Na obra primorosa de Friedrich Durrenmatt, várias vezes encenada em palcos brasileiros, a velha senhora – uma bilionária vingativa e disposta a tudo – retorna a sua cidade natal para impor a condição, nada ética, mediante a qual resgatará, com seu dinheiro de sangue, os cidadãos locais da ruína financeira que os ameaça. A peça volta a cartaz com a recente PEC dos Precatórios. Serão 90 bilhões em gastos extraordinários, prometidos cirurgicamente de modo a comprometer gregos e troianos. O governo solicita esta bagatela ao Congresso Nacional no apagar das luzes do ano fiscal, dinheirama para ser despendida em 2022 com claro objetivo de “vingar” os azares do governo Bolsonaro, massacrado pela pandemia, golpeado pela inflação e, agora, também desmascarado pela incompetência.
Prevalecerá o interesse sobre a regra? A Câmara já disse que sim. Numa votação que expressa bem onde está o interesse de mais de três quintos dos deputados federais, foi aprovado o gasto que viabiliza um Auxílio Brasil permanente e a verba para emendas parlamentares ocultas. Dinheiro para pão e circo. O custo moral dessa decisão preliminar da Câmara nem entrou em cogitação na cabeça da grande maioria dos representantes do povo brasileiro. O custo financeiro da transação tampouco foi levado em conta. A repercussão da medida sobre a desconfiança em futuras ordens judiciais para pagar débitos federais passou longe das preocupações parlamentares. No Senado, encena-se uma reação, apoiada na alternativa oferecida pelo Senador Oriovisto Guimarães (Podemos-PR) cuja maior virtude é não deixar o governo tripudiar em cima da regra do teto de gastos, último bastião do controle da despesa pública.

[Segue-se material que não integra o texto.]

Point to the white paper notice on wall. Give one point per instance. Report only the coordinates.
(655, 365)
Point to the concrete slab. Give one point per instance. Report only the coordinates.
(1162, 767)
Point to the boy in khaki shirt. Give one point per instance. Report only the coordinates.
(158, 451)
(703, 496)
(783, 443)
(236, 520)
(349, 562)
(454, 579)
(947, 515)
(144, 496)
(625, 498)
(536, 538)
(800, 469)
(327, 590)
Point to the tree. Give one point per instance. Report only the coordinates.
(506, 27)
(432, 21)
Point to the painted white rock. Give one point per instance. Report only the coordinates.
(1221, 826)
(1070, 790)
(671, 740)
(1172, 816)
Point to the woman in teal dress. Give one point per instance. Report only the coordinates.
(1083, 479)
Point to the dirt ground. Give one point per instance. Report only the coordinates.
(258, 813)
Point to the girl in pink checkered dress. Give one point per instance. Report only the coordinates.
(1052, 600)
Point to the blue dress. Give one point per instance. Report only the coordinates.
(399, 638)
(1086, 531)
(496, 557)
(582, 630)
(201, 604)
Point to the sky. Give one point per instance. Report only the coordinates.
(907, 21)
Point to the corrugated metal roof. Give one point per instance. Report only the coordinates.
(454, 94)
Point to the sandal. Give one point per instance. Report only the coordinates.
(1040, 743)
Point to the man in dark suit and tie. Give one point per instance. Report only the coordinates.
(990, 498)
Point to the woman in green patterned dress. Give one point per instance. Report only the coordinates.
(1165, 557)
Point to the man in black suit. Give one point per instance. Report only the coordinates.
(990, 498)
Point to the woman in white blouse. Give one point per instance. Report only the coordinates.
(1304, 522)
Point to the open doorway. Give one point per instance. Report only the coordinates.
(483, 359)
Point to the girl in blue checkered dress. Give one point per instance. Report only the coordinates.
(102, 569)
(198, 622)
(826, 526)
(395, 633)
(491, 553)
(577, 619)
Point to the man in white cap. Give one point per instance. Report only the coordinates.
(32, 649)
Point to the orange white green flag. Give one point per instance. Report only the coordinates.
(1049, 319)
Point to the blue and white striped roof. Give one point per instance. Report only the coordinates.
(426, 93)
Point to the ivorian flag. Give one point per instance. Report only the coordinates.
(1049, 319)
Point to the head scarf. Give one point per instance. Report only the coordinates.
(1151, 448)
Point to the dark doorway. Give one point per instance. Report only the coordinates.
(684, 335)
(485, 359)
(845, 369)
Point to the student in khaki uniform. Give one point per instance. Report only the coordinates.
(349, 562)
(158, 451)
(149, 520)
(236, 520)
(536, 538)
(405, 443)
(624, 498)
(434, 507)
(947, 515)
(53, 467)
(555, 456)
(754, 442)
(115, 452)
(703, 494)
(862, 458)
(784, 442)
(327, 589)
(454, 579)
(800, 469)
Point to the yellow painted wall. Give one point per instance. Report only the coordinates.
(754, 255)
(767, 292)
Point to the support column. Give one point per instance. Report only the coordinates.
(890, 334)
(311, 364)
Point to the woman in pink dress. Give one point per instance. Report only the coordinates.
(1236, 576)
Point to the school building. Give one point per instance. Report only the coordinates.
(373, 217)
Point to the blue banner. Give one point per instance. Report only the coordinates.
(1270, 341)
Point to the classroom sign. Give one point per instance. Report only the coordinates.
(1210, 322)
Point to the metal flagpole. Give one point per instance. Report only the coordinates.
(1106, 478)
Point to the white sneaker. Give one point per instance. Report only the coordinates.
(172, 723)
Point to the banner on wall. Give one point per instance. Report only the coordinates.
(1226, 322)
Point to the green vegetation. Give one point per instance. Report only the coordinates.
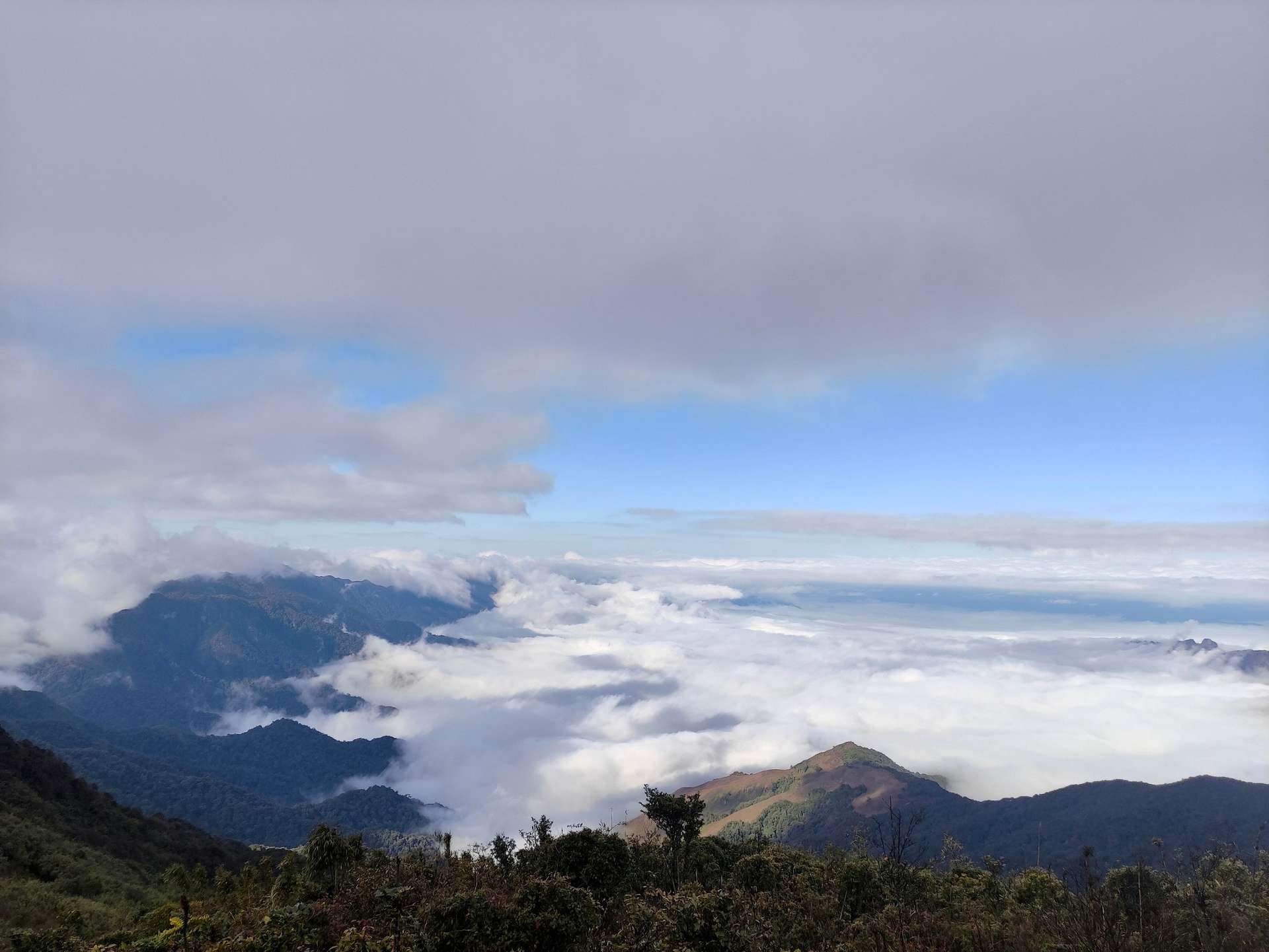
(197, 647)
(592, 889)
(71, 856)
(249, 786)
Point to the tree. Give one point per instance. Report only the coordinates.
(327, 851)
(679, 818)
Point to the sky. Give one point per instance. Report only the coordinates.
(968, 293)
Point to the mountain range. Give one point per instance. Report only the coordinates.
(262, 786)
(69, 847)
(197, 647)
(825, 799)
(134, 720)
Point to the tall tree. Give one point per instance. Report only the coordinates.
(679, 818)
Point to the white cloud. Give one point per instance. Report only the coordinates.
(83, 437)
(1007, 531)
(796, 193)
(583, 691)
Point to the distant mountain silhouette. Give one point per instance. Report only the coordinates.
(253, 786)
(63, 840)
(200, 645)
(825, 799)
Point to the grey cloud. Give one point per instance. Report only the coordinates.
(654, 513)
(77, 435)
(642, 200)
(1007, 531)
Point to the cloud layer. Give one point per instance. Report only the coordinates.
(796, 193)
(582, 691)
(81, 437)
(1004, 531)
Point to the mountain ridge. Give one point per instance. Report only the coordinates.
(827, 797)
(248, 786)
(200, 645)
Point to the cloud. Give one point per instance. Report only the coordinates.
(61, 578)
(80, 437)
(580, 691)
(1007, 531)
(797, 193)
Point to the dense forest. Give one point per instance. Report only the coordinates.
(250, 786)
(670, 890)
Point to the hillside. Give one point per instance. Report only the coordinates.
(198, 645)
(252, 786)
(69, 848)
(826, 797)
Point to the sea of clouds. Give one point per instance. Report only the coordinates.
(1007, 672)
(592, 678)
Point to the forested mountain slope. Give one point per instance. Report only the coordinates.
(253, 786)
(198, 645)
(826, 799)
(69, 848)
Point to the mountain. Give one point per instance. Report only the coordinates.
(197, 647)
(826, 797)
(69, 848)
(253, 786)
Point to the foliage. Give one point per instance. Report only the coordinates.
(248, 786)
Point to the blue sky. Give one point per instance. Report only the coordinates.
(494, 284)
(1163, 437)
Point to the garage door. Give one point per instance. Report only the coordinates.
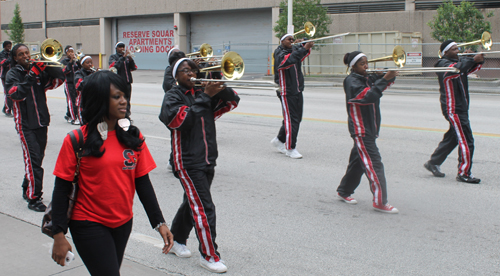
(154, 35)
(246, 32)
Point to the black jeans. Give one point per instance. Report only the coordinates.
(33, 142)
(292, 107)
(101, 248)
(197, 210)
(365, 159)
(459, 133)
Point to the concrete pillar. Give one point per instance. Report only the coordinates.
(181, 34)
(105, 41)
(274, 17)
(410, 5)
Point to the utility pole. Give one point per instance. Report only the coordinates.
(290, 28)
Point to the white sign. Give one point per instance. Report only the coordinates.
(338, 40)
(414, 58)
(414, 42)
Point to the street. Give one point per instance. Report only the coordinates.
(280, 216)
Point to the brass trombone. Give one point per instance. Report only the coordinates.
(232, 67)
(309, 29)
(51, 51)
(399, 58)
(205, 51)
(417, 70)
(485, 40)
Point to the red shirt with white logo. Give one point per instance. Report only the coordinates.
(107, 183)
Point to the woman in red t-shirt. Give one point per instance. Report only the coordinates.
(115, 164)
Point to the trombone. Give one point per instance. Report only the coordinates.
(417, 70)
(398, 56)
(485, 41)
(205, 51)
(322, 38)
(232, 67)
(309, 29)
(137, 49)
(478, 53)
(51, 51)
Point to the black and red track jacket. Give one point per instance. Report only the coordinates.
(28, 94)
(69, 70)
(123, 65)
(5, 63)
(363, 103)
(190, 115)
(454, 87)
(288, 69)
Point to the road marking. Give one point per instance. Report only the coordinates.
(147, 239)
(157, 137)
(482, 134)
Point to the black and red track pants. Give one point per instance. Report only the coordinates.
(72, 110)
(365, 159)
(292, 107)
(198, 210)
(7, 106)
(459, 133)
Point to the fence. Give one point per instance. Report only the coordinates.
(327, 58)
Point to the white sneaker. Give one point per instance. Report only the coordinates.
(180, 250)
(293, 153)
(217, 267)
(387, 208)
(278, 144)
(347, 199)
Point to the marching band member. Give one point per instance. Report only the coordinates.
(26, 84)
(5, 61)
(189, 113)
(288, 74)
(71, 63)
(123, 63)
(80, 75)
(363, 94)
(454, 90)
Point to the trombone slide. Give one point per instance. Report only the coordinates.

Pela PEC de Oriovisto, o Auxílio Brasil seria coberto mediante um corte parcial nas “emendas de relator”, os tais gastos secretos do Orçamento. A verba extra seria completada por outra medida simples: excluir do teto os precatórios do Fundeb. Apesar do bom senso da proposta, o Congresso deve seguir pelo caminho que já havia escolhido antes: o meu pirão primeiro.
Como na peça da Velha Senhora, não há argumento moral que possa prevalecer sobre necessidades imperiosas. O Auxílio é a necessidade principal. Ele já existia, como Bolsa Família e, como tal, sempre foi gasto regular no corpo do orçamento. Mas o governo o fantasiou de “auxílio” para engordar e sair do figurino orçamentário, verdadeiro boi de piranha para ser colocado na PEC dos Precatórios onde jamais deveria estar. O programa de auxílio torna permanente o acesso de boa parte da economia informal a uma mesada do governo, inaugurando o chamado populismo do ócio. Diminui o incentivo à busca do emprego com carteira assinada. Não favorece quem de fato mais carece de um complemento de renda. Compra, na cara lavada, mentes e corações ao perpetuar, no país, um largo exército de desocupados aparentes, misturados aos reais necessitados. Amortece, no entanto, as consciências dos parlamentares quando sacarem os bilhões de suas próprias emendas.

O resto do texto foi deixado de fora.